Abstract
Machine learning is applied in medical diagnosis to do early prediction of
diseases, for increasing the possibility of recoverability around the globe. Cancer is a
disease, which spreads quickly and would be difficult to control in advanced stages.
The idea is to diagnose the disease at an early stage, so as to increase the chances of
fast recovery. Breast cancer is common in women, and is a disease that causes the
death of women in the age of fifty years or older. The purpose is to apply machine
learning concepts to do early detection of disease. The system is fed with the images of
all stages of cancer patients and the classification tools are used to train the system with
the cases. This helps to predict the stage of cancer. After the prediction of the stage, the
patient is prescribed with the medication or other appropriate treatment processes by
the doctor. The right time diagnoses help to improve the prognosis and increase the
chances of survival. The type of the tumour, size and its re-occurring nature need to be
monitored from time to time to check it in control.
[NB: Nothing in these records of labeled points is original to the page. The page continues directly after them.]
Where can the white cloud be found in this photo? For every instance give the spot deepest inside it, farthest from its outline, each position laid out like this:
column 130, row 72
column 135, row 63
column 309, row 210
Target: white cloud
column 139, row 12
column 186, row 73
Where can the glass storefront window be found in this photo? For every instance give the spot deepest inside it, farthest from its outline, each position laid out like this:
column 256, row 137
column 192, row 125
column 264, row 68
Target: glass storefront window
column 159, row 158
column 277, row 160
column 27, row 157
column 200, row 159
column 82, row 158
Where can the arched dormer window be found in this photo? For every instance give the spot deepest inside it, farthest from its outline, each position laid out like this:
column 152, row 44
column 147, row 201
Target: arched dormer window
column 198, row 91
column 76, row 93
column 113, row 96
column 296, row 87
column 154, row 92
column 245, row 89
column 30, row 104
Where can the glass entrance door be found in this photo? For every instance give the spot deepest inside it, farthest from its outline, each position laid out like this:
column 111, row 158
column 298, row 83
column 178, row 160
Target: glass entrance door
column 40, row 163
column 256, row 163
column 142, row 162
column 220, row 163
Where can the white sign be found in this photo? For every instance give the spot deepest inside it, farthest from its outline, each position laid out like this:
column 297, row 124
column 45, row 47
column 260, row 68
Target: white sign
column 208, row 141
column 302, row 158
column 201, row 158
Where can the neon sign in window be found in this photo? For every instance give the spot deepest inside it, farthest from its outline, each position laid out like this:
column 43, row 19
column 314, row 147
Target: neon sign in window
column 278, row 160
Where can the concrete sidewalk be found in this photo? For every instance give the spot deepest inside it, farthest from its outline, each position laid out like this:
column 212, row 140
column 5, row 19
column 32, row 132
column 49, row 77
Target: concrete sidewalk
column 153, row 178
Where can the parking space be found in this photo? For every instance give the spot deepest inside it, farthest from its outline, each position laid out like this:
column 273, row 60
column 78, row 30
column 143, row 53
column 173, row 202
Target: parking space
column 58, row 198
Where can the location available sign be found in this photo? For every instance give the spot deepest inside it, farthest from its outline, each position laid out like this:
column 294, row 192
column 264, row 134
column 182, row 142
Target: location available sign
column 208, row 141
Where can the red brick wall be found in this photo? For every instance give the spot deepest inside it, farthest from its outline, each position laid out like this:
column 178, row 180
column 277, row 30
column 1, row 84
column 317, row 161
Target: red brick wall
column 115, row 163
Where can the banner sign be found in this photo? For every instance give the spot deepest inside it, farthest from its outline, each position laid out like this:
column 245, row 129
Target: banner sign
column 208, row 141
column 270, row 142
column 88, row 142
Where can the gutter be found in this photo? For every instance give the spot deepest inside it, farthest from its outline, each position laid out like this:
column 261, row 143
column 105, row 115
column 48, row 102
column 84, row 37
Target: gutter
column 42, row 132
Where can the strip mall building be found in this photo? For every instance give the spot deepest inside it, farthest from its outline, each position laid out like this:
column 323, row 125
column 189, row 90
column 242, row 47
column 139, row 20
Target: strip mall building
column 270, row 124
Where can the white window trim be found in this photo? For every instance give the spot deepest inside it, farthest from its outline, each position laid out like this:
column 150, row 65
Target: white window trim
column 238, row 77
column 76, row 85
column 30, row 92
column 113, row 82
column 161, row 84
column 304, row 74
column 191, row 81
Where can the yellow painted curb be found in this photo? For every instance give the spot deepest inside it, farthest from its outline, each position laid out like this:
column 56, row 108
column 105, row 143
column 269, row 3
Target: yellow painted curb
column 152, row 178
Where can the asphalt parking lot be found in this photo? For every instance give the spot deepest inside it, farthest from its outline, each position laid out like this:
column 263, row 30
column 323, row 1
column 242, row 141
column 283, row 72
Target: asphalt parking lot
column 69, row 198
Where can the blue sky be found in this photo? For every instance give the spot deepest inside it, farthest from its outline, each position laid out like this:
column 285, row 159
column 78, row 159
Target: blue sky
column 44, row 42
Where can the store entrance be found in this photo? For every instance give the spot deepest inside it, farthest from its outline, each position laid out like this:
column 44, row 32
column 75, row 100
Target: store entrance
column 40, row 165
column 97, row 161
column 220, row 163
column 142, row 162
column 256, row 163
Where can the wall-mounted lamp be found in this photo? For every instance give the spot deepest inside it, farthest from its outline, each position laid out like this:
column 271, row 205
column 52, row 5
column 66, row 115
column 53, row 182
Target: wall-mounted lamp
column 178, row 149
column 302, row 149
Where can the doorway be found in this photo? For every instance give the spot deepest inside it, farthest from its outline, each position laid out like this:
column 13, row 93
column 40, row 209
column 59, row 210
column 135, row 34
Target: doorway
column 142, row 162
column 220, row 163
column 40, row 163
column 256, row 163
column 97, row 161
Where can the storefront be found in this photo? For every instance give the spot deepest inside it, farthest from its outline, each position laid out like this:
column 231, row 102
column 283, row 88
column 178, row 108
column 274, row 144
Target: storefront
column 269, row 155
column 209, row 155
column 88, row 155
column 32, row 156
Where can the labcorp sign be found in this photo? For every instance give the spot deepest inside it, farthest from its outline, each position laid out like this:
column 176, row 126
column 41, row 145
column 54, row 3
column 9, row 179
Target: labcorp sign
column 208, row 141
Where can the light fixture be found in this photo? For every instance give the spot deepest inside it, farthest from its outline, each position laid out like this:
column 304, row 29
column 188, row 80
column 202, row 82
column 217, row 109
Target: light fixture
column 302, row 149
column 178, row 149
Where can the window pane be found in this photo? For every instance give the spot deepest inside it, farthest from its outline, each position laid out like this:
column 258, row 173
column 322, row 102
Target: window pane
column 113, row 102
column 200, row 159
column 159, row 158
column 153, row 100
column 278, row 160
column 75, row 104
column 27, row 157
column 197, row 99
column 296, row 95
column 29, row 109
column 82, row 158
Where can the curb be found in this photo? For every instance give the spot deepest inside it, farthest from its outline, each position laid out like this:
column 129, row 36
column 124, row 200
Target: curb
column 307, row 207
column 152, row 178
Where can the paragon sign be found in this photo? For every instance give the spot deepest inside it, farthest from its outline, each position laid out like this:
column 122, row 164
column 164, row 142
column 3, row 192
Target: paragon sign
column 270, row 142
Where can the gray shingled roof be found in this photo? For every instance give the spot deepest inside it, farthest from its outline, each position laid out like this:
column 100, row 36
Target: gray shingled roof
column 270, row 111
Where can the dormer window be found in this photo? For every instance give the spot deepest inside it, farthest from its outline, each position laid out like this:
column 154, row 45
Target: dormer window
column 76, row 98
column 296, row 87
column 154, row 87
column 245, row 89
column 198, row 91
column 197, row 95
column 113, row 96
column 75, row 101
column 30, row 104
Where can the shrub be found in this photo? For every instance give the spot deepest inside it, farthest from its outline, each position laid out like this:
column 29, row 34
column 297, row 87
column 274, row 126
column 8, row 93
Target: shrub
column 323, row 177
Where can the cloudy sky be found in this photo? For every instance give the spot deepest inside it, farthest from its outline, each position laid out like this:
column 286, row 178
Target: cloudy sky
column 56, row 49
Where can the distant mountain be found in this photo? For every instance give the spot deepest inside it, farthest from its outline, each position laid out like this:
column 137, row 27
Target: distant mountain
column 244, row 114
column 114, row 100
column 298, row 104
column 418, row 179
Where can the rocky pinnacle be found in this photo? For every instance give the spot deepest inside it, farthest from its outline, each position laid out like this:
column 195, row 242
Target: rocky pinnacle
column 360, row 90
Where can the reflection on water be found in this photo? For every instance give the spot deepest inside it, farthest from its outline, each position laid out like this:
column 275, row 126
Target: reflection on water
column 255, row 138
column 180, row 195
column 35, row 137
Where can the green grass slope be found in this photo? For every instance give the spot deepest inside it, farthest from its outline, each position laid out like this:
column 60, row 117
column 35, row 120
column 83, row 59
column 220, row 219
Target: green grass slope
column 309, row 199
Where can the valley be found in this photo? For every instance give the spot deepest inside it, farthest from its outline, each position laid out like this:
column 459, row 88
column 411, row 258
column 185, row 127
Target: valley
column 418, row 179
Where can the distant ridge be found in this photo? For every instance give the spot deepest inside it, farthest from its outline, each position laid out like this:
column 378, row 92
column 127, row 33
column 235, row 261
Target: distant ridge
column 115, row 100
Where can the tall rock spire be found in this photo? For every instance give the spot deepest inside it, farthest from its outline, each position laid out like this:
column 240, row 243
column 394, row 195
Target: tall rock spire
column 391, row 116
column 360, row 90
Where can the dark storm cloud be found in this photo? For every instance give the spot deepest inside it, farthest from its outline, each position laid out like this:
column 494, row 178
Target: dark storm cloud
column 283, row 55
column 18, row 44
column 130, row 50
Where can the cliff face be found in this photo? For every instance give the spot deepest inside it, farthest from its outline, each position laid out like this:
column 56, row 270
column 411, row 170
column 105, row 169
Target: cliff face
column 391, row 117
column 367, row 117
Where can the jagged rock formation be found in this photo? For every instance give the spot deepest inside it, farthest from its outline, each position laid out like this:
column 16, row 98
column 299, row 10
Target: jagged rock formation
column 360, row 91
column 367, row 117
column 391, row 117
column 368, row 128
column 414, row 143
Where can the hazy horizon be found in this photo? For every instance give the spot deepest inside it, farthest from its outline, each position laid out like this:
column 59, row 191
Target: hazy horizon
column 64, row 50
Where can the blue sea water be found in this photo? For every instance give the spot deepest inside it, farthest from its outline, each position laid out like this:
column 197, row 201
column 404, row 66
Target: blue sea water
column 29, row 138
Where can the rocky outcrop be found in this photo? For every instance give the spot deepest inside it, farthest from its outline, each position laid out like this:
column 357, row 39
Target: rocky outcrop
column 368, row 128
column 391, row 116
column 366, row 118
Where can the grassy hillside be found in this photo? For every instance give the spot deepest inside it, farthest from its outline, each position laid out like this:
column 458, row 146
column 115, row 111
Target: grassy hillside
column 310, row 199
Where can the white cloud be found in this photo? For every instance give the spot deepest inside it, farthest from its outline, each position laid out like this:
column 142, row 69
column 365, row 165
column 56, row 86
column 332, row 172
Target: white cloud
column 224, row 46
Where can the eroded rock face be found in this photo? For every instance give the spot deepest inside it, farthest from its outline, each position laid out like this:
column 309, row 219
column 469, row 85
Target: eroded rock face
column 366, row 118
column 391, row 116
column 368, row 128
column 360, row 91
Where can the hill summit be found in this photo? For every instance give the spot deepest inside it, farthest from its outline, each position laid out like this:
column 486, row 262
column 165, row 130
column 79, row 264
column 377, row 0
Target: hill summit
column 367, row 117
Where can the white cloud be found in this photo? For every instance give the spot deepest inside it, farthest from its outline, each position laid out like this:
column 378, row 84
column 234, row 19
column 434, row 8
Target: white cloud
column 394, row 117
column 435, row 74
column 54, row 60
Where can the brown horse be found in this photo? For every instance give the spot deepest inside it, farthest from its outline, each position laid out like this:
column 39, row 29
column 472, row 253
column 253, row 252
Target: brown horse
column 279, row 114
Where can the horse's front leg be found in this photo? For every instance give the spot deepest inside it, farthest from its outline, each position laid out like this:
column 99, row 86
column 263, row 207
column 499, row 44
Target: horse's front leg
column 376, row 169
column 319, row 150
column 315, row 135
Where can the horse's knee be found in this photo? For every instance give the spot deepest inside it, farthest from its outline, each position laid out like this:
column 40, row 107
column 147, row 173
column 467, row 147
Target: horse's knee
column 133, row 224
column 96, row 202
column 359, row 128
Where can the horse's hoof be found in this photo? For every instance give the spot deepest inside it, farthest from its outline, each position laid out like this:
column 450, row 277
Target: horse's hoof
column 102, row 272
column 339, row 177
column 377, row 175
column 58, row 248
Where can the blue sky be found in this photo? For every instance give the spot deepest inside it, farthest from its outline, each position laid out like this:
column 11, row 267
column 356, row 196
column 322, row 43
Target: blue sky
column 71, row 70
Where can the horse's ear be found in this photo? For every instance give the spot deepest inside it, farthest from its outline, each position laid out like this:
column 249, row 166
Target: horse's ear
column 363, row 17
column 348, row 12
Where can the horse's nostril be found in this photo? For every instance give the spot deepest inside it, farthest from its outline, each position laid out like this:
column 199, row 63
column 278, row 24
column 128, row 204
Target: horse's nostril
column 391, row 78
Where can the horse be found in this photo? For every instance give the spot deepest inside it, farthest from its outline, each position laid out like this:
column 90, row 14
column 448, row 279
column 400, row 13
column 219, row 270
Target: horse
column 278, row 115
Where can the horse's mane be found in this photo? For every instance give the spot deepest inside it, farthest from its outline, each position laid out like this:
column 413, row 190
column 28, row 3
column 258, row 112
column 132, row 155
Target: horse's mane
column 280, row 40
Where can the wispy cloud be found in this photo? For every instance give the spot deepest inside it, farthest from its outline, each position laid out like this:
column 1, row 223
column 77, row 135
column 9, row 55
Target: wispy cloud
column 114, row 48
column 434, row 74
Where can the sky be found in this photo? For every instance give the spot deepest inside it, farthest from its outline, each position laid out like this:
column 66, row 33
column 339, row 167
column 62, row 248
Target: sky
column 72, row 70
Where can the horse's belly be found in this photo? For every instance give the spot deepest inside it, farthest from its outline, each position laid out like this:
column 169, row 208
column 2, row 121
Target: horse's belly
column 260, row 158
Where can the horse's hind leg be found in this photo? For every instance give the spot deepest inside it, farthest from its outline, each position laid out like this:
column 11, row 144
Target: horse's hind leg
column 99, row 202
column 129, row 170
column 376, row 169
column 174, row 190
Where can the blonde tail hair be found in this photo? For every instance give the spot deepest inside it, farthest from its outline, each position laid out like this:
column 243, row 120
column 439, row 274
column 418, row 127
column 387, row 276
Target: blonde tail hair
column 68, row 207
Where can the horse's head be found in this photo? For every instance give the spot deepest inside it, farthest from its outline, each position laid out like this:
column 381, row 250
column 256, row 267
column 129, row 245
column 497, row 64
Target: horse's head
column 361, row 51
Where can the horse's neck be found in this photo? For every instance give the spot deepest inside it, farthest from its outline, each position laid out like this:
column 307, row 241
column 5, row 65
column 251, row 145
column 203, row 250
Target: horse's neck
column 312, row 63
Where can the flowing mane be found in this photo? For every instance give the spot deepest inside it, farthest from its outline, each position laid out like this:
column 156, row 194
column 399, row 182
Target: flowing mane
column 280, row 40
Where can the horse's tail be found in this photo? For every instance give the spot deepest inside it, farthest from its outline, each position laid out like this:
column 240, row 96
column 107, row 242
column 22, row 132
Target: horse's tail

The Data Mining algorithm in
collaboration with Deep learning or Machine learning concepts can be used to design a
system for early predictions. The proposal is to use the machine learning concepts to do
performance comparison using different classifiers, such as Support Vector Machine
(SVM), Decision Tree and K-Nearest Neighbour (KNN) on the Wisconsin Diagnostic
Breast Cancer (WDBC) dataset [1]. The main aim of cancer detection is to classify
tumours into malignant or benign, thus we use machine learning techniques to improve
the accuracy of diagnosis.
The main objective is to assess the efficiency, effectiveness and correctness of the
algorithm using performance metrics like Accuracy, Precision, F1 score and Recall
Experimentation is done using Jupyter Notebook.